SCMP Admits a Regional Asian Carbon Tax Could Lead to Human Rights Abuses

Spread the love
Protesters hold placards during a rally in Sydney on July 1, 2011 against Australian Prime Minister Julia Gillard’s plans to introduce a carbon tax. A powerful industry alliance is preparing to launch a multi-million dollar campaign designed to derail PM Julia Gillard’s plans to price carbon, reports said July 1, 2011. AFP PHOTO / Greg WOOD (Photo credit should read GREG WOOD/AFP/Getty Images)

From Watts Up With That?

Essay by Eric Worrall

“… However, a sufficiently high carbon tax with steady annual increases would still be the biggest game-changer.”

Climate change: region must follow Singapore’s example and enact carbon tax strategy

A region-wide carbon tax is long overdue to pave the way for a speedy reduction of emissions to protect the environment and accelerate green innovation

Chee Yik-wai
Published: 4:15pm, 11 Jun, 2023

Many people in Southeast Asia are feeling the effects of El Nino, as regional governments struggle to cope with unprecedented heatwaves. Electricity bills have shot up for many families trying to beat the heat, for example.

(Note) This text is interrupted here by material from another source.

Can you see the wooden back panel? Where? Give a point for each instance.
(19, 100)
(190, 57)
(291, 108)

This raises the question of what can be done to tackle the problem. On that front, the Association of Southeast Asian Nations (Asean) appears to be lagging behind the developed world in the carbon trading market and also in implementing a carbon tax.

A recent joint investigation by The Guardian, German weekly Die Zeit and the investigative group SourceMaterial has exposed the potential vulnerabilities and ineffectiveness of large-scale carbon trading projects worldwide, many promoted by Verra, the world’s biggest carbon credit provider. It found that investments by Disney, Shell, Gucci and other big corporations into Verra’s carbon credits were largely worthless, and ineffective at stopping rainforest destruction.

It also found evidence of forced evictions of local communities at a forest-based carbon offsetting project funded by Disney and jointly operated by Conservation International in the Peruvian Amazon, leading to Verra CEO David Antonioli’s resignation. This has shaken confidence in the company and the carbon trading industry.

These are the kind of issues an Asean carbon trading market could face. Thus, more collaboration is needed on evaluation standards and rules for exchange to improve pricing mechanisms. However, a sufficiently high carbon tax with steady annual increases would still be the biggest game-changer.

Chee Yik-wai is a Malaysia-based intercultural specialist and the co-founder of Crowdsukan focusing on sport diplomacy for peace and development

Read more:

I’m horrified. Are carbon taxes going to be a path to normalising human rights abuses and forced evictions? Is it going to become OK for governments and corporations to mistreat vulnerable people, providing that abuse leads to more carbon offsets?

Given renewables are supposed to be cheaper than coal, why not let simple economics drive the transition? That way greens get their emissions reduction without collateral harm to vulnerable people.

Of course, if it turns out claims renewables are cheaper are all a pack of lies, well that would explain the apparent green determination to drive acceptance that human rights abuses are less important than CO2 emissions, and their drive to coerce people to go green with punitive taxes.